Self-care methods to reduce the risk of preterm birth include proper nutrition, avoiding stress, seeking appropriate medical care, avoiding infections, and the control of preterm birth risk factors (e.g. working long hours while standing on feet, domestic abuse, and other factors). Self-monitoring vaginal pH followed by yogurt treatment or clindamycin treatment if the pH was too high all seem to be effective at reducing the risk of preterm birth. Additional support during pregnancy does not appear to prevent low birthweight or preterm birth.

Pregnant women with a short cervical length, measured either with abdominal or transvaginal ultrasound, are at increased risk of having a preterm birth. Vaginal progesterone administration during pregnancy can potentially decrease the number of preterm births and lower neonatal mortality and morbidity.

Women who have had a previous premature birth are at higher risk of premature labor, especially those with multiples. It is recommended that they be offered some form of progesterone to prevent another preterm birth. Also, previous preterm birth may cause cervical weakness,that could further be the reason for another preterm birth.

What is know is that the uterine cervix is a dynamic anatomical structure that serves during most of gestation as a barrier between the fetus and its intra-uterine environment and the vagina as the portal to the outside world. During that time it is a firm structure that predominantly consists of collagen, but in the prelude to parturition the collagen is degraded and the cervix becomes soft and pliable enough to dilate. Imperfections in the process and/or timing of cervical ripening do occur, given the occurrence of preterm labor and dystocia in labor. 

Infection and inflammation are causally related to preterm labor and cervical ripening. This relates to the cervical properties, as the chance of preterm delivery is inversely related to the length of the cervical canal, which contains mucus with antibacterial properties. If the mechanical and/or antibacterial properties of the cervix are anatomically or functionally impaired, for example by intra-uterine exposure to diethylstilbestrol, or by surgery or trauma to the cervix, the remaining strength of the cervix may be insufficient to retain the pregnancy.

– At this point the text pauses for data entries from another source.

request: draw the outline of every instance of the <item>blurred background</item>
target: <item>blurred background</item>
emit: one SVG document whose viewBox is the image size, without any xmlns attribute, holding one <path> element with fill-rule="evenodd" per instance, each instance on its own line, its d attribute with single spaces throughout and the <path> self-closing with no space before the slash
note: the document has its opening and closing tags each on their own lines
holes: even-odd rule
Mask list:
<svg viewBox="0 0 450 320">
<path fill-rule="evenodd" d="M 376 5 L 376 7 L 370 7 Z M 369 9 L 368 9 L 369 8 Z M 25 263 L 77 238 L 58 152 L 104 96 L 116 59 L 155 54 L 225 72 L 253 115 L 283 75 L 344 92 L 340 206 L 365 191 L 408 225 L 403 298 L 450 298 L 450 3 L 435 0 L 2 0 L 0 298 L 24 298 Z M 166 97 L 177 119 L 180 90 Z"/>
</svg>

A preterm birth can put enormous strain on the family, particularly if the baby is seriously ill. The neonatal unit is an unfamiliar environment in which parents can feel lost and frustrated. The effects of a preterm birth on parental stress are exacerbated by caesarean section and by either no or limited contact with their baby soon after birth. In studies largely based on single sites/hospitals the risk of anxiety, depression, posttraumatic stress disorder (PTSD) and poorer overall wellbeing have been documented as significantly increased in parents of preterm babies, with these ill effects reported to persist for a considerable time especially following very preterm birth.

The chance of survival at less than 23 weeks is close to zero, while at 23 weeks it is 15%, 24 weeks 55% and 25 weeks about 80%. The chances of survival without long term difficulties is less. In the developed world overall survival is about 90% while in low income countries survival rates are about 10%.

Advances in prenatal and neonatal care, i.e. the care of ill or premature newborn infants, have improved the survival for preterm infants but those infants who do survive have a greater risk of developmental disabilities, health, and growth problems than infants born at full term (Pic. 3).

Some children will adjust well during childhood and adolescence, although disability is more likely nearer the limits of viability. As survival has improved, the focus of interventions directed at the newborn has shifted to reduce long-term disabilities, particularly those related to brain injury.

Prior preterm birth experience is associated with increased likelihood of another one.